De esa tradición nace también el Museo de las Ciencias Príncipe Felipe, cuyo 25.º aniversario se menciona en la conferencia. Su misión: ofrecer una experiencia donde el visitante salga con más preguntas que respuestas, es decir, con la curiosidad reactivada.
Pantallas, libros y nuevos modos de difusión
El ponente analiza cómo la lectura digital, la televisión y las plataformas audiovisuales han transformado la forma de informarse. Aunque la pantalla facilita el acceso y simplifica la recepción, la cultura escrita sigue siendo esencial para profundizar y comprender.

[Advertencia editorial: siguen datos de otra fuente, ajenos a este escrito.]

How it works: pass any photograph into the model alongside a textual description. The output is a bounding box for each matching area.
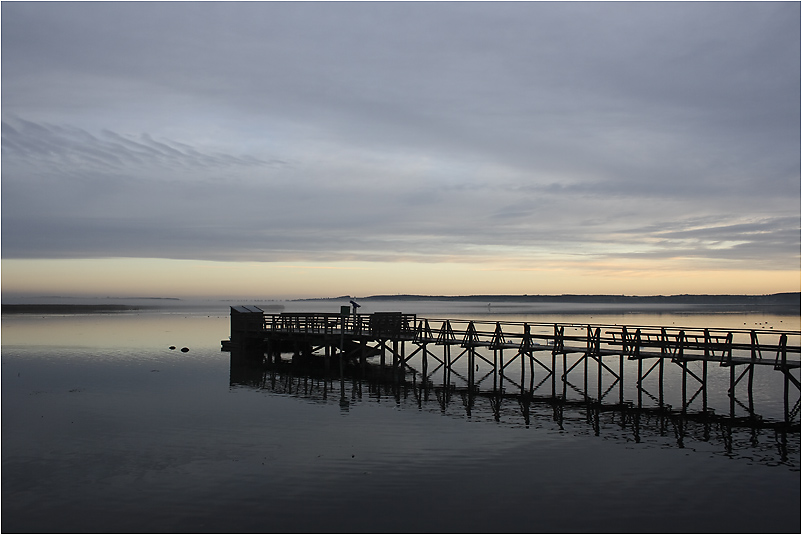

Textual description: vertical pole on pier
[498,349,504,388]
[730,359,735,418]
[638,359,644,409]
[618,355,624,405]
[493,349,499,392]
[747,330,760,417]
[596,351,602,403]
[582,325,593,401]
[443,343,451,388]
[657,328,668,409]
[422,342,429,382]
[780,334,790,426]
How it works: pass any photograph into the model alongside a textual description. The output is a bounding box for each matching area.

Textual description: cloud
[2,2,802,280]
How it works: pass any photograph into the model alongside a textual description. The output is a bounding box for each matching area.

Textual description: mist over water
[2,301,800,533]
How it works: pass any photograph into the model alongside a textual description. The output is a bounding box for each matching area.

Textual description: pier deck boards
[223,307,802,424]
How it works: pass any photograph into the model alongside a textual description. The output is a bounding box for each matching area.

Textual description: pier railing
[264,312,800,368]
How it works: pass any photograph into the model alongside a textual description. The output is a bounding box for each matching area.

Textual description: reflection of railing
[230,352,800,468]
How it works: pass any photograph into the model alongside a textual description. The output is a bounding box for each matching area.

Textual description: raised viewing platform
[223,306,800,424]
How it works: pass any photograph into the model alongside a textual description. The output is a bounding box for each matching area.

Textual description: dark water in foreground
[2,307,800,533]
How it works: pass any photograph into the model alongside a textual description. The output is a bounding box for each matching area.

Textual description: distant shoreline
[292,292,802,307]
[2,304,145,314]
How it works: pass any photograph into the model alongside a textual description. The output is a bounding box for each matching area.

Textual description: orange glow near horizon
[2,258,800,299]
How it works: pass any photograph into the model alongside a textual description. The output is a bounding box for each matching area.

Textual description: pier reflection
[230,350,800,469]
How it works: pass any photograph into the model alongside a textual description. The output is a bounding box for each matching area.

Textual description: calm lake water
[2,302,801,533]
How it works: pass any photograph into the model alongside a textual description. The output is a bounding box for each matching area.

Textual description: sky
[0,1,802,298]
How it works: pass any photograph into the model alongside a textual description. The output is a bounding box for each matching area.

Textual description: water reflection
[230,351,800,469]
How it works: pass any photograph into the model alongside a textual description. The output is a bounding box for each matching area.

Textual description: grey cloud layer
[2,3,800,269]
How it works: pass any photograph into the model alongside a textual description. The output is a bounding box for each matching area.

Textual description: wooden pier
[223,306,800,425]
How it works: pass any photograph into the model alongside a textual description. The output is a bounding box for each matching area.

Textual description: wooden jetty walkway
[223,306,800,424]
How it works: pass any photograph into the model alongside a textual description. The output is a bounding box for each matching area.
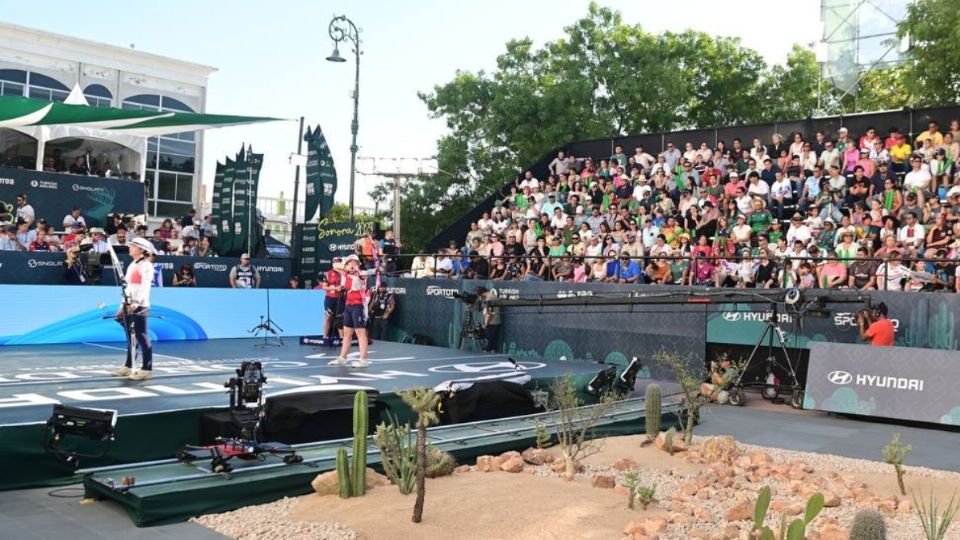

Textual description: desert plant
[663,426,677,456]
[350,390,369,497]
[550,375,614,480]
[373,413,417,495]
[913,490,960,540]
[883,433,911,496]
[653,351,706,446]
[533,418,550,448]
[644,383,663,444]
[849,509,887,540]
[337,448,351,499]
[623,469,640,510]
[399,388,440,523]
[427,445,457,478]
[750,486,824,540]
[634,484,657,510]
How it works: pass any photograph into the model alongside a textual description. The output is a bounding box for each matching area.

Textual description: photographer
[700,354,737,401]
[477,286,503,352]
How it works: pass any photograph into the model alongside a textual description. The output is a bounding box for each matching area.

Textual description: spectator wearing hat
[230,253,261,289]
[111,238,156,381]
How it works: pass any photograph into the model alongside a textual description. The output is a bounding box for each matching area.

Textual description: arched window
[83,84,113,107]
[122,94,197,217]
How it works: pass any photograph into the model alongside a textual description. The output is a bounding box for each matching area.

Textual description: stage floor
[0,338,597,426]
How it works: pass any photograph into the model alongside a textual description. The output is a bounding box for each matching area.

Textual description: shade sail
[0,96,279,137]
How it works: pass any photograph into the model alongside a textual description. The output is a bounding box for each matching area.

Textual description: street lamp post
[327,15,360,221]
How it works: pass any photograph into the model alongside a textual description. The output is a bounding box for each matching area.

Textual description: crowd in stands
[411,121,960,293]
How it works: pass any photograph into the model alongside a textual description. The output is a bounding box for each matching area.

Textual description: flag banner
[303,126,337,221]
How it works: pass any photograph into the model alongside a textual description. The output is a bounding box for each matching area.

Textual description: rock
[653,431,687,453]
[500,452,520,472]
[823,491,840,508]
[727,501,754,521]
[520,448,554,465]
[590,474,617,489]
[701,435,740,463]
[310,471,340,495]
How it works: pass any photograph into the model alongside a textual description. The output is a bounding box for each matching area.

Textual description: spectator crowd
[410,120,960,293]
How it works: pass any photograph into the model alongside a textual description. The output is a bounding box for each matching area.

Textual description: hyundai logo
[827,370,853,384]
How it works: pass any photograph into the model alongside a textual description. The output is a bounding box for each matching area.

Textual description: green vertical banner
[303,126,337,221]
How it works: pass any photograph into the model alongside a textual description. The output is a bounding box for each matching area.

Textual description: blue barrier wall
[0,285,323,345]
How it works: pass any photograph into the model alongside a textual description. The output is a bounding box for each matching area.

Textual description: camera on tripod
[223,360,267,409]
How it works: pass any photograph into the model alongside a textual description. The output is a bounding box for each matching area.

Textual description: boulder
[500,452,523,473]
[590,474,617,489]
[521,448,554,465]
[727,501,754,521]
[701,435,740,463]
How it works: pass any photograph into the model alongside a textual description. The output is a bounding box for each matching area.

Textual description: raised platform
[0,339,616,489]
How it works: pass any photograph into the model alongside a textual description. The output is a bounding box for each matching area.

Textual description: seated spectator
[173,263,197,288]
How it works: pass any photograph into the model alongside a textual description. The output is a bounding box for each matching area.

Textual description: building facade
[0,23,216,220]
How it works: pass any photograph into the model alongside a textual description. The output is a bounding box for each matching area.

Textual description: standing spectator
[17,193,36,225]
[230,253,260,289]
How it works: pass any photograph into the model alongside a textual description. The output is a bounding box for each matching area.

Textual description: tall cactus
[350,390,369,496]
[644,383,663,441]
[337,448,350,499]
[850,509,887,540]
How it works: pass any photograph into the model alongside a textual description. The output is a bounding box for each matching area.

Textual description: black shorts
[323,296,340,315]
[343,304,367,328]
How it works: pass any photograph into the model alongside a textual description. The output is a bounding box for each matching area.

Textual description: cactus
[850,509,887,540]
[337,448,350,499]
[644,383,663,443]
[350,390,369,496]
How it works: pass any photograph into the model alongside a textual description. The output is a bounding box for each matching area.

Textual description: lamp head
[327,45,347,62]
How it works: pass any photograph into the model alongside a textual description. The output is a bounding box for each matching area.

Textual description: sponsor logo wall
[803,343,960,426]
[0,251,290,289]
[0,167,145,227]
[0,285,323,345]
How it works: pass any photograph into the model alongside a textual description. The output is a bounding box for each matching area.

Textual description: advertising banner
[803,343,960,426]
[0,251,290,289]
[0,285,323,345]
[0,167,145,230]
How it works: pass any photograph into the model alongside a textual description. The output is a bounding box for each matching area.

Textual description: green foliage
[533,418,551,448]
[883,433,911,496]
[913,490,960,540]
[897,0,960,107]
[373,413,417,495]
[751,486,824,540]
[350,390,369,496]
[849,509,887,540]
[337,448,351,499]
[634,484,657,510]
[644,383,663,442]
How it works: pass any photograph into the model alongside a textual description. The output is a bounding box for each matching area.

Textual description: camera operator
[700,353,737,401]
[476,286,503,352]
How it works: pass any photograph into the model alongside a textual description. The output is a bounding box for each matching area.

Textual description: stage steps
[77,395,682,526]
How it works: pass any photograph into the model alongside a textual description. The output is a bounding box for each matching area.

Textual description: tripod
[730,303,803,409]
[249,289,286,347]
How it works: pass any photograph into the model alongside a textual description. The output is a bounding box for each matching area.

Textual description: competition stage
[0,337,679,525]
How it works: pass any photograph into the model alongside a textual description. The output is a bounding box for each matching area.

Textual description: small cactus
[644,383,662,442]
[850,509,887,540]
[337,448,350,499]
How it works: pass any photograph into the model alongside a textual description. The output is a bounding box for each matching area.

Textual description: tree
[897,0,960,107]
[400,388,440,523]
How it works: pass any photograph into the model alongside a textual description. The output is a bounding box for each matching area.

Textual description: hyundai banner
[803,343,960,426]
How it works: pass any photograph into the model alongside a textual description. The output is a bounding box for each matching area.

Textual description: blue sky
[0,0,820,209]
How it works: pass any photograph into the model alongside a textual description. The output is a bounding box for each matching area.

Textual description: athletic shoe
[110,366,133,377]
[127,369,153,381]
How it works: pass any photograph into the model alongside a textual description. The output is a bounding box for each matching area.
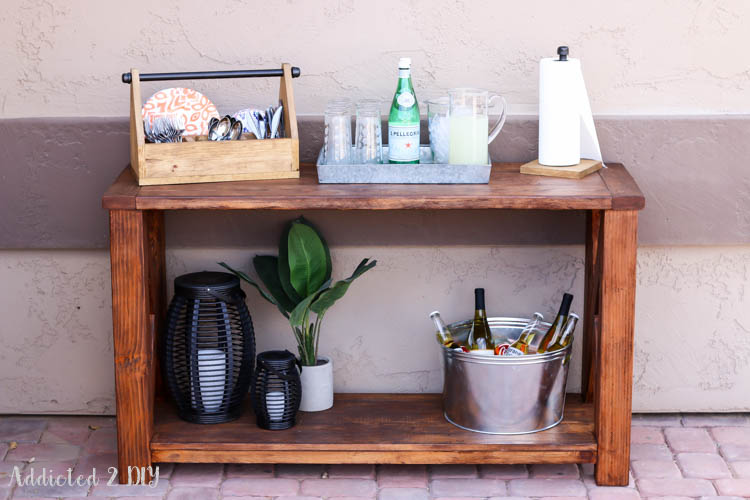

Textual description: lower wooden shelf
[151,394,596,464]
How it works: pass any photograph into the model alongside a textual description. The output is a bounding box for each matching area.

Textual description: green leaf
[278,223,302,305]
[310,259,378,316]
[253,255,297,312]
[297,217,333,280]
[288,221,326,297]
[289,294,317,327]
[289,280,331,328]
[219,262,289,318]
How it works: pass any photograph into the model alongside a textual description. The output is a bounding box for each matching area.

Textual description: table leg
[581,210,602,402]
[595,210,638,486]
[143,210,167,396]
[109,210,154,483]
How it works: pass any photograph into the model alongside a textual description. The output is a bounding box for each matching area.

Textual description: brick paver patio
[0,414,750,500]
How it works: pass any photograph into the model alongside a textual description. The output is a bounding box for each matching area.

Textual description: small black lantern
[162,271,255,424]
[252,351,302,431]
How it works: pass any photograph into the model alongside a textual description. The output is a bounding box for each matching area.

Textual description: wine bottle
[503,313,544,356]
[547,313,580,351]
[388,57,419,163]
[536,293,573,354]
[430,311,461,349]
[469,288,494,350]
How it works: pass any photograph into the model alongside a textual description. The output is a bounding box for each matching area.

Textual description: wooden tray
[130,63,299,186]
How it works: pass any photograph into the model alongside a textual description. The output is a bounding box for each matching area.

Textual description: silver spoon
[208,116,232,141]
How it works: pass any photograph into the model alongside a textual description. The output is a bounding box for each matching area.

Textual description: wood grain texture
[595,210,638,486]
[143,210,167,395]
[109,210,154,481]
[151,394,596,463]
[102,167,140,210]
[599,163,646,210]
[581,210,602,402]
[130,63,299,187]
[521,160,602,179]
[103,163,642,210]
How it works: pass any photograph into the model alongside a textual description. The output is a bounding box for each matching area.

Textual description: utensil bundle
[143,115,185,142]
[234,101,284,139]
[143,101,284,143]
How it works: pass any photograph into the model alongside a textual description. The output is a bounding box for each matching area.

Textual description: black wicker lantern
[161,271,255,424]
[252,351,302,431]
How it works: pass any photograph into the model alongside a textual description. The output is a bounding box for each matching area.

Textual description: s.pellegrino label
[388,57,419,163]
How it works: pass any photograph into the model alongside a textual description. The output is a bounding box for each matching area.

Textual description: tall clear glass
[354,99,383,163]
[323,104,352,165]
[427,96,451,163]
[448,88,508,165]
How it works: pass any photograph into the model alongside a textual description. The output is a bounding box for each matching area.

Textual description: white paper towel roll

Un proyecto para Valencia: la Ciudad de las Artes y las Ciencias
La conferencia concluyó con una reflexión personal sobre la creación del Museo de las Ciencias Príncipe Felipe y su integración en la Ciudad de las Artes y las Ciencias, un complejo que une arte y ciencia como dos dimensiones inseparables de la cultura contemporánea. Su éxito —millones de visitantes al año— demuestra que la sociedad valora estos espacios de aprendizaje, turismo y reflexión.
Conclusión: una única cultura para un mundo complejo
Hoy, más que nunca, no podemos permitirnos la división entre letras y ciencias. Vivimos en un mundo profundamente tecnológico que exige ciudadanos capaces de comprender mínimamente los fundamentos científicos que afectan a su salud, su economía, su medio ambiente y sus decisiones.
La cultura del siglo XXI no es “de letras” ni “de ciencias”: es una sola cultura, diversa, integrada y curiosa.